Разговаривали, как всегда, на кухне. Катя была возмущена.
— Нет, это ж надо! Сережка контрабандист! Просто анекдот какой-то!
Маша почти плакала.
— Если бы это был анекдот... А она, между прочим, краденая! Причем из музея! И стоит десять тысяч долларов!
— Кто? — не поняла Катя.
— Да не кто, а что! Статуэтка эта чертова! Которую у него нашли. Это же достояние республики, понимаешь?
— Да, дела... Слушай, а может, ему ее подбросили?
— Конечно, подбросили! Неужели ты думаешь, что Сережка!..
— Да ничего я не думаю... Просто размышляю... А может, попросил кто-нибудь. Он же у нас безотказный... — Катя строила гипотезу за гипотезой.
— Последнюю рубашку снимет... — Маша уже хлюпала носом.

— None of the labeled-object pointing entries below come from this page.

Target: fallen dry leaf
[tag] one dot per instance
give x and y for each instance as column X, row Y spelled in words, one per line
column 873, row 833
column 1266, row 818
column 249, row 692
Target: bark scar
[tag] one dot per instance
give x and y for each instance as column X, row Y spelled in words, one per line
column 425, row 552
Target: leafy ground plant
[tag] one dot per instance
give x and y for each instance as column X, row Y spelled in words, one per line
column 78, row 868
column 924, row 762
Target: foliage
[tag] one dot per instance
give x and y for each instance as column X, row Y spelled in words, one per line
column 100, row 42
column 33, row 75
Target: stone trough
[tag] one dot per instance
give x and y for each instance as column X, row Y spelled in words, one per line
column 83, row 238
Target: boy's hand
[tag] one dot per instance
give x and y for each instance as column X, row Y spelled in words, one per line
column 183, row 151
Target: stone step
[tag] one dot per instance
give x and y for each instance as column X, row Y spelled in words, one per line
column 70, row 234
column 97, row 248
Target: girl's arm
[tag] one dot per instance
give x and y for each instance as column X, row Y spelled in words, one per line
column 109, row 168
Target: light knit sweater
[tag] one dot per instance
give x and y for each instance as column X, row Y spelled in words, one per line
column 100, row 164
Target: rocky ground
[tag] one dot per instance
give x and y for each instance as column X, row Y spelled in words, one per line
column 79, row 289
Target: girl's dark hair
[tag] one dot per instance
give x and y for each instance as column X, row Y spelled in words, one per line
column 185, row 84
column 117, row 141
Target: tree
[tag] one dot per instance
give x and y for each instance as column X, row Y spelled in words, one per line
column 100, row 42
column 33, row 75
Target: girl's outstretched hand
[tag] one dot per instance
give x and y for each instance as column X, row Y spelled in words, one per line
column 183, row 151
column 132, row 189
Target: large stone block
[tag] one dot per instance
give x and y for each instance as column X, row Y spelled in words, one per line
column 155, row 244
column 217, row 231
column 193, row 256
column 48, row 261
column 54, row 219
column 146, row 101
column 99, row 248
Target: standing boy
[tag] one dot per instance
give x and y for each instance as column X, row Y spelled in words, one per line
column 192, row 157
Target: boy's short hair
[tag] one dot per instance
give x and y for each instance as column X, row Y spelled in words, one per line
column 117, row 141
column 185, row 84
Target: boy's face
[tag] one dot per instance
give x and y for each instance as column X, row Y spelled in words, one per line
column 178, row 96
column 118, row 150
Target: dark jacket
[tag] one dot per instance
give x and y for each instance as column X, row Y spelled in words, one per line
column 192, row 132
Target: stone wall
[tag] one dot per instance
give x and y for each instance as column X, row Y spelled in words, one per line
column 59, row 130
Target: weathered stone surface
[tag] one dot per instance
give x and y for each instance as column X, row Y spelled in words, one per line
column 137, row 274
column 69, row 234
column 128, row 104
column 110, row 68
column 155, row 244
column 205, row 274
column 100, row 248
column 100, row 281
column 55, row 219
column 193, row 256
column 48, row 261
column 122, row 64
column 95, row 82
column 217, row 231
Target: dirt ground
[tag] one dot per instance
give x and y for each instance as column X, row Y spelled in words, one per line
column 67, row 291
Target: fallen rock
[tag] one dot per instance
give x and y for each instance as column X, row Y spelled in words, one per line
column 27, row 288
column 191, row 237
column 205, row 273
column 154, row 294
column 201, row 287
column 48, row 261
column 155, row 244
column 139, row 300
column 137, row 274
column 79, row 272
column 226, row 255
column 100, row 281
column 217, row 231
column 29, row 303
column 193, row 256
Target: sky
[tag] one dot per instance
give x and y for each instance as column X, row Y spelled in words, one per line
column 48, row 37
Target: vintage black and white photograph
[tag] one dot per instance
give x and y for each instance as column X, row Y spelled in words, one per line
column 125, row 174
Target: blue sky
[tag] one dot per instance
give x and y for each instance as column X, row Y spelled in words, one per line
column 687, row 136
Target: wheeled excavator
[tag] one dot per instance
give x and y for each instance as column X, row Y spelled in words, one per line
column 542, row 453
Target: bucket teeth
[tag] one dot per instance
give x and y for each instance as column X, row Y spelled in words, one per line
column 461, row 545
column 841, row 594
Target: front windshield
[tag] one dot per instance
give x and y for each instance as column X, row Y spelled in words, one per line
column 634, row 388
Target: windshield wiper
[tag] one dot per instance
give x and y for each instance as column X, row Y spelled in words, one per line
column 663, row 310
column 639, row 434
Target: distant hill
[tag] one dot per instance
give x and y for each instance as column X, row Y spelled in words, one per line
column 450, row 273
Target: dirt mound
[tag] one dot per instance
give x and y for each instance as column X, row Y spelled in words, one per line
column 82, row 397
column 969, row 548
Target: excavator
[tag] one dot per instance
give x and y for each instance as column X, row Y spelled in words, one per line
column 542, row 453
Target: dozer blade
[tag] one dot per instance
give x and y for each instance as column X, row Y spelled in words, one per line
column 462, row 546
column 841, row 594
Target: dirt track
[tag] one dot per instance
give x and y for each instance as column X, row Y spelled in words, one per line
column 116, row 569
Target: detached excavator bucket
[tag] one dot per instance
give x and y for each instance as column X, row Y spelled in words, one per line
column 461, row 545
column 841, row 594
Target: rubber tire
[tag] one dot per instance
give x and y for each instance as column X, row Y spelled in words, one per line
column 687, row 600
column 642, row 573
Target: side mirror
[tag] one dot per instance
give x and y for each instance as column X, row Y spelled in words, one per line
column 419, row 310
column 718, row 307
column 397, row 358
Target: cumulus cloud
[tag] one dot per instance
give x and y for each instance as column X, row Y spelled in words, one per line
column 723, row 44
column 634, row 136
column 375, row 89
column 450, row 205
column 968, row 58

— А я ему сколько раз говорила: добрые поступки никогда не остаются безнаказанными...
— Это мне за грехи мои наказание...
— Да ну тебя, Маш! — Пройдя уже через эту болезнь и выздоровев, Катя совершенно перестала верить в мистику.
— Бог, он все видит, все замечает... Слушай, а может, мне в церковь сходить? Свечку поставить? — Маша, как и положено утопающему, хваталась за любую соломинку.
— В какую еще церковь? Не мели ерунду! Тебе адвокат нужен, а не поп!
— У адвоката я уже была, — снова загрустила Маша.
— Так с этого и надо было начинать! Что он сказал?
— Ничего хорошего.
— А поконкретнее можно?
Катя считала себя человеком действия.
— От трех до пяти лет.
— Да что ты?!
— Контрабанда в особо крупных размерах. — Маша не знала, какие размеры принято считать крупными, но заранее боялась такого определения.
— Неужели так серьезно?
— Все зависит от отпечатков пальцев. Если на этой чертовой статуэтке найдут его отпечатки...
— И что тогда?
Кате, естественно, важно знать все конкретно.
— Тогда? Тогда никто никому ничего не докажет...
— Что значит, не докажет?! — не унималась Катя. — Подбросили, и все! Знать не знаю, видеть не видел! А отпечатки... Ну мало ли... Случайно коснулся!
— Угу. Это ты знаешь кому будешь рассказывать? «Случайно коснулся»...
Маша упорно отказывалась разделять Катин оптимизм.
— Ну а как, Маш, как? Главное ведь отрицать. Ну а там пускай доказывают!
— Слушай, может, тебе с ним местами поменяться? — Маша не умела и не хотела долго оправдываться. — Раз уж ты такая умная?!
— Ну ладно-ладно, не кипятись! Сейчас не время!
— «Пусть доказывают»! Ты что, забыла, где ты живешь?! — Маша все еще не могла успокоиться. — Они и доказывать ничего не будут! Им лишь бы посадить человека, а там хоть трава не расти!
— Маш, ну ладно! Ну... Может, еще не все так страшно... — Но Катя тоже постепенно впадала в уныние... — И вдруг ее осенило: — Машка! Надо звонить Шведову! — сказала она решительно.
— Еще чего!
— У тебя есть какой-то другой знакомый с такими же связями?
— Я не хочу к нему обращаться. — Маша пыталась закончить неприятный разговор.